As I write that it occurs to me that I’m judging my worth or potential as a scientist based upon feeling like I belong among other scientists.  Something that I value about myself (when I’m not busy being insecure about it), is that I don’t see things the way many other people do.  From that perspective, my divergence from the norms of scientific culture is what qualifies me to contribute to the field.  That’s hard to sell to other people, especially those doing the hiring and funding, in a field that is sometimes obstinately conservative.  But I’m not so much looking for what to tell other people.  I’m trying to understand my internal motivation for pursuing this arduous path of training.

In the Shambhala tradition we have a mnemonic/pedagogical device called 'threefold logic’, which can be broken down as either, ground-path-fruition or view-practice-action.  There's a sort of progression from subtle principle to overt manifestation.  As an example, let’s say you’d like to do an oil painting.  You have the feeling or concept that you’d like to express, which is the view, then you have your plan for the composition, which is the practice, and you have the actual execution, applying paint to the canvas, which is the action.  Let me be the first to say that I am pretty new as a generator of threefold logics, though I’ve been studying them in various forms for about 4 years now.  I feel like right now, I’m trying to articulate the view of my life as a scientist.  My sense is that there is a view implicit in the field of neuroscience, which is not the view that I personally am basing my life on.  The view of the field seems to be that the world is a hostile and confusing place and that as a scientist you need to prove yourself competent, innovative and insightful.  It’s a culture of constantly proving yourself worthy; any mistake or shortcoming could reveal your unworthiness.  Doubt, in general, doesn’t have to be justified, it’s the sensible default.  The view that I’m trying to hold is that the world is an accommodating place, actually completely sacred, and that I already have all everything I need to be successful at the most basic level.  All that’s left for me to do is trust that completeness.  

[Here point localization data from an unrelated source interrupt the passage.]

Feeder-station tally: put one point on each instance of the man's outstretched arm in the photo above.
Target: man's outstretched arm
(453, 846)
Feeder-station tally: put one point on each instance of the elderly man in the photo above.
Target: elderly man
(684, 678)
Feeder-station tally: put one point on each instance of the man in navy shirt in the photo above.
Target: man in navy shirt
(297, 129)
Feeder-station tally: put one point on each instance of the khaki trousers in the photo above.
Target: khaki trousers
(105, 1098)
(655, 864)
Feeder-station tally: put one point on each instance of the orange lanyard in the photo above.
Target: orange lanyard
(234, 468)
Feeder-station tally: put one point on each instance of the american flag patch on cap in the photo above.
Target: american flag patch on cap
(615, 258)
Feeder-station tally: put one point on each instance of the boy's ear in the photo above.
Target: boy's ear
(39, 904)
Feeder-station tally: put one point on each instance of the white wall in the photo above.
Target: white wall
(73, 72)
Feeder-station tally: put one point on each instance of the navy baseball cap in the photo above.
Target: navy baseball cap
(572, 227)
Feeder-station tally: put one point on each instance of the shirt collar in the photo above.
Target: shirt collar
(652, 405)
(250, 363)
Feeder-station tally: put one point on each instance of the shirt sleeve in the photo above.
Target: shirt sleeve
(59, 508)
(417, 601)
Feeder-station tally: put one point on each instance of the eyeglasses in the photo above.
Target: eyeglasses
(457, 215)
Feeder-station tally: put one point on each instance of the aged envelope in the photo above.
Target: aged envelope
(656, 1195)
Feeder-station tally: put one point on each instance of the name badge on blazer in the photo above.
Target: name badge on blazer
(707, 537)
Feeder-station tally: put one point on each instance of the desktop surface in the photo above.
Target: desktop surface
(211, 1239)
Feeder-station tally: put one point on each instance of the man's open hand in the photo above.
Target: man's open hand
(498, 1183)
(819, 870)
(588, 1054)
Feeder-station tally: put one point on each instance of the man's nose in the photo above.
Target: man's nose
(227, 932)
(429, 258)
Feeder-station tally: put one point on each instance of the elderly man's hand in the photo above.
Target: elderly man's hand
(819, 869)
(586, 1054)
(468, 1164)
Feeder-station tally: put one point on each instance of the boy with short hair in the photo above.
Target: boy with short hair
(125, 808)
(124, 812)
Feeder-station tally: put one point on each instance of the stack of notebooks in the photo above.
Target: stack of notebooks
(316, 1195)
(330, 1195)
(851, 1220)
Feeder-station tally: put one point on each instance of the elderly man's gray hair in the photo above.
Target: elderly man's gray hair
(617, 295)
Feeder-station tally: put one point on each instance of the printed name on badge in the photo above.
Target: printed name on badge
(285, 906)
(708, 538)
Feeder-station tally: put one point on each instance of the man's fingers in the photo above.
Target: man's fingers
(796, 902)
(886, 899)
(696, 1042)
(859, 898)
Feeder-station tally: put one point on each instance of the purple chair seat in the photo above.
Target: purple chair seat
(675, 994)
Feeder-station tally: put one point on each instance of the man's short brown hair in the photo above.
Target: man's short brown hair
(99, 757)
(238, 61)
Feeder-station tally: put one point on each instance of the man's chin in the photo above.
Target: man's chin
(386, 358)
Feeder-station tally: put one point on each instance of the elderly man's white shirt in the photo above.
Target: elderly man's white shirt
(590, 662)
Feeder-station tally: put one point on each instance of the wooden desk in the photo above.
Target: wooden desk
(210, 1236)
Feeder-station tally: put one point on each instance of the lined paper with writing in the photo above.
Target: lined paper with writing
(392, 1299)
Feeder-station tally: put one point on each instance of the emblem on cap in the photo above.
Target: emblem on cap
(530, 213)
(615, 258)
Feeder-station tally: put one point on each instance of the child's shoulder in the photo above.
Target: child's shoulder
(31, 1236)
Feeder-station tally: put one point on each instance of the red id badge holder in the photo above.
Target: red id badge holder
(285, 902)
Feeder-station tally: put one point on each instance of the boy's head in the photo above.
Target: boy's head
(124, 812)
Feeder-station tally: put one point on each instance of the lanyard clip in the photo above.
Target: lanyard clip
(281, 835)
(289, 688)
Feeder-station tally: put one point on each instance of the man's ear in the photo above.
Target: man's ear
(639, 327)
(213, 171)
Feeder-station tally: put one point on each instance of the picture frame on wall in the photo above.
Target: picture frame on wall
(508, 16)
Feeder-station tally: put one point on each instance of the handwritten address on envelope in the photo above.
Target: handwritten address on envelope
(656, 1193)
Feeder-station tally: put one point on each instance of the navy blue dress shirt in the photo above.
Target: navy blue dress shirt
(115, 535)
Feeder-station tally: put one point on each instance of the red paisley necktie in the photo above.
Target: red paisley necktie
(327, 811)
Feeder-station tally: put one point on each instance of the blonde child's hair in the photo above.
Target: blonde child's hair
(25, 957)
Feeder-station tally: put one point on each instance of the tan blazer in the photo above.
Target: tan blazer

That view of basic completeness rings true for me, but questions arise as well.  Scientists can be and have been wrong in the past about a lot of things.  Doesn’t that mean that we need to work hard to be ‘less wrong’?  If I’m already complete, why do I need to go through this rigorous training process?  Some people try to become scientists and fail.  If they had everything that they needed, why didn’t they succeed?  If skepticism is in the fabric of doing science, how can I hold a view that I’m inherently trustworthy?